Home feels good, but not as good as gone felt, and not in any holiday sense, but more in some inarticulate "re-creation" way. In Hawaii we were new people. That's hard to fall away from.

So how is it that you can be restless mere instants after what many would call the trip of a lifetime? Sure, there's the standard lingering excitement and subsequent longing from a journey like that, but there's also the awakening such enterprises cause, and that's what's fueling this toilet paperless fire this morning. We can do better.

It's not that we don't love what we have, we do, and it's not that we don't consider ourselves wildly fortunate, because we do. It's just that we've woke up and noticed that not every day needs to look the same, in fact, shouldn't look the same. Like when you were in high school and you thought it was the best thing ever and then you got to college and high school sucked and then you left college and you realized how even that wasn't all that cool in comparison with being a full on independant adult...and on and on and on...nothing revelatory, just standard issue "oh, I see" type stuff. You know, take your sunglasses off for a minute and you'll see the colors much more clearly. Hawaii wasn't a once off, or a dream destination, it's just a destination with regular flights from a dozen different places. We can do better.

But alas, for now, we're back and getting comfortable and watching Zo settle into everything that she used to know. A couple of good friends stopped by last night and everything seemed easy enough that we could take a deep breath and sigh...until Zo went to bed. She's still struggling with the transition from being wrapped up tight to not being wrapped at all, plus there's the whole "Do I live in Hawaii or Canada," thing which I'll admit has to be confusing. Toss in the three different beds in as many nights and I think she's supposed to have a hard time adjusting. Oh, and there's that dodgy jet lag issue too, I suppose. We'll just hold on tight for a few days and hope some consistency helps her out. What hasn't abated in the meantime is her separation anxiety, in fact, it's only worsened to include the occaisional bout with her Dad as well. I guess that's what living together in the same room for a month will do? I understand that it's normal, and that it will pass but you can't help but wonder if your parenting in exactly the right manner when your child loses their mind here and there. Last night Zoey looked like the most frightened kid on the planet when we let her cry it out, and just as we relay to others, she's as stubborn as it gets and can last a full hour with nothing accomplished but hives and a booger beard. Last night, the first night in the house, might not have been the best time to test out the Hootie method of parenting, "Let her Cry" should sometimes simply remain a song title and not a parenting lesson.

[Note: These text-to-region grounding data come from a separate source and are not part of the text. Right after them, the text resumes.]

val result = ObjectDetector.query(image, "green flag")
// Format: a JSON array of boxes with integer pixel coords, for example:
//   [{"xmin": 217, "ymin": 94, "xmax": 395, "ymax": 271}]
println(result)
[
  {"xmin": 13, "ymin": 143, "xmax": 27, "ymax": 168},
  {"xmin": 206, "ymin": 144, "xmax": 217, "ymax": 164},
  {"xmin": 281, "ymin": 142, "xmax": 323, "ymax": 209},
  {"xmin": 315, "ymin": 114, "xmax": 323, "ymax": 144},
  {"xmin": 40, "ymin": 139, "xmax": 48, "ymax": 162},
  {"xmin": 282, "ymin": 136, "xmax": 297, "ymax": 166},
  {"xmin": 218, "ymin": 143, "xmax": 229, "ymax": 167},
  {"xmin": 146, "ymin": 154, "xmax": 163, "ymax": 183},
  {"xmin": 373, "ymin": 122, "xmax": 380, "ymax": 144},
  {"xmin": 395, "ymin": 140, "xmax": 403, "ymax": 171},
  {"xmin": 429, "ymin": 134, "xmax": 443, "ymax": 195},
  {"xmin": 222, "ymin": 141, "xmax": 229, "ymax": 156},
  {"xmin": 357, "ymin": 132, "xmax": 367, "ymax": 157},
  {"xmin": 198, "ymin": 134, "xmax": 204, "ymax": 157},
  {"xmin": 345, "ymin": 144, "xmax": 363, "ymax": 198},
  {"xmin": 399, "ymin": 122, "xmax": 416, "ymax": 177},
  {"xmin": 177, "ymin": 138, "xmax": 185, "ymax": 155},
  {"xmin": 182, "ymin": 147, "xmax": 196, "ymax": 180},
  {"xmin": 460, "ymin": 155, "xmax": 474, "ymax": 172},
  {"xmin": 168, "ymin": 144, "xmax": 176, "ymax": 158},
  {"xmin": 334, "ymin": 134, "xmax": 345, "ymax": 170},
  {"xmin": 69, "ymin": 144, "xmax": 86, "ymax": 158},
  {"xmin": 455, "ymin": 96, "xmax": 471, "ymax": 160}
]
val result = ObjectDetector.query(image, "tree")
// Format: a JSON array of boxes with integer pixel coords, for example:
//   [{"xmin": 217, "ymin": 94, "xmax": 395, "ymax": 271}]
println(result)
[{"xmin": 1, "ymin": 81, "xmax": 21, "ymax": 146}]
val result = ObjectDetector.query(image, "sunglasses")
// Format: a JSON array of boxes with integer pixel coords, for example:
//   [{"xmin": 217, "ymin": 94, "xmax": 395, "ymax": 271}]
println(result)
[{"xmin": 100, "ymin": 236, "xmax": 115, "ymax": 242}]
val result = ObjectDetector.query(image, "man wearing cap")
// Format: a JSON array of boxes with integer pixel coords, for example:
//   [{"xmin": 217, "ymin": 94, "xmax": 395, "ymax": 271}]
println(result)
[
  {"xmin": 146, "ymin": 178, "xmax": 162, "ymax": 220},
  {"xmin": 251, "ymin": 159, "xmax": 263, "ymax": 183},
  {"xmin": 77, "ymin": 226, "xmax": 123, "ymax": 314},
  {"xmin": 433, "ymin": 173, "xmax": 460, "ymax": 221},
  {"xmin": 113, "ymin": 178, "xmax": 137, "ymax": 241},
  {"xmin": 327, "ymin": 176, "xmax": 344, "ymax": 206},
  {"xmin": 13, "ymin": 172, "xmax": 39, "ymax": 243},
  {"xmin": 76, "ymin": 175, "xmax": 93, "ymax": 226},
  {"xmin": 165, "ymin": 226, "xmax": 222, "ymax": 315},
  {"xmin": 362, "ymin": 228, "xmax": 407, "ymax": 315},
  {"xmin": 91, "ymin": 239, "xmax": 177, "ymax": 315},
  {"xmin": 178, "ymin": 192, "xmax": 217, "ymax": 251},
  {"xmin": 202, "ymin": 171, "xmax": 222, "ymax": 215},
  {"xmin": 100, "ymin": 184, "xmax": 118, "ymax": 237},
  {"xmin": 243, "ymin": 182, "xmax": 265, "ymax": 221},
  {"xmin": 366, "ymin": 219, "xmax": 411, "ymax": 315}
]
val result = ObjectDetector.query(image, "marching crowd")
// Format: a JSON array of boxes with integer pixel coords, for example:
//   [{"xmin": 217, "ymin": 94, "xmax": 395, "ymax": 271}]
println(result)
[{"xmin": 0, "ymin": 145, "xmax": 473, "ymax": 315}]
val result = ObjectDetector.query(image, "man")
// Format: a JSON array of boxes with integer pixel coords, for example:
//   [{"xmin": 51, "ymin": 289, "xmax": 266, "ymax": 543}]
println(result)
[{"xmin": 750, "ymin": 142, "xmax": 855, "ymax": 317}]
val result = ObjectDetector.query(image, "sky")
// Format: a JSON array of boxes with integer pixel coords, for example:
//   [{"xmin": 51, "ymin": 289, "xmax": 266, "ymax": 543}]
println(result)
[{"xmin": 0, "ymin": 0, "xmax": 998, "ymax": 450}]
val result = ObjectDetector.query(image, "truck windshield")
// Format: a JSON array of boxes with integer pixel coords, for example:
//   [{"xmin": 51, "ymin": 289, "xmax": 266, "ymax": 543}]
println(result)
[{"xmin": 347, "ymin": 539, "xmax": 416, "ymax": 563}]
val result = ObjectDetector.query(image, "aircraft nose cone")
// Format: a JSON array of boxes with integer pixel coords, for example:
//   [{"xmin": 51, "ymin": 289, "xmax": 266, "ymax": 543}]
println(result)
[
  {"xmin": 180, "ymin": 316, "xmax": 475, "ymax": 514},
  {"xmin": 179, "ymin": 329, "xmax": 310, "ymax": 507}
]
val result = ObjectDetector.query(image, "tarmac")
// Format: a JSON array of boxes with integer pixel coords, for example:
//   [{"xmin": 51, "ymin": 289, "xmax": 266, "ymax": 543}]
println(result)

From this point forward I'm telling everyone we know well in advance to stop it...we're not in the market for parenting advice, even the good hearted kind. We're choosing to be aware and responsive parents...balanced ones at that...so Zoey will cry a little and be nurtured a lot and we'll likely ignore you more than her. How's that? Don't like it? Well, in Hawaii no one gave us parenting advice AND it was beautiful and amazing and fun and...endless and...so we can always find our way back there. I'd say so far we're doing a pretty good job. If there's a debate then I know a place where the sun shines every day and the only discussion is whether we eat sushi for dinner or maybe go watch the sunset over Ewa and eat late?

Just typing that makes me miss Hawaii, or maybe it's the being gone part? Either one feels better than no toilet paper.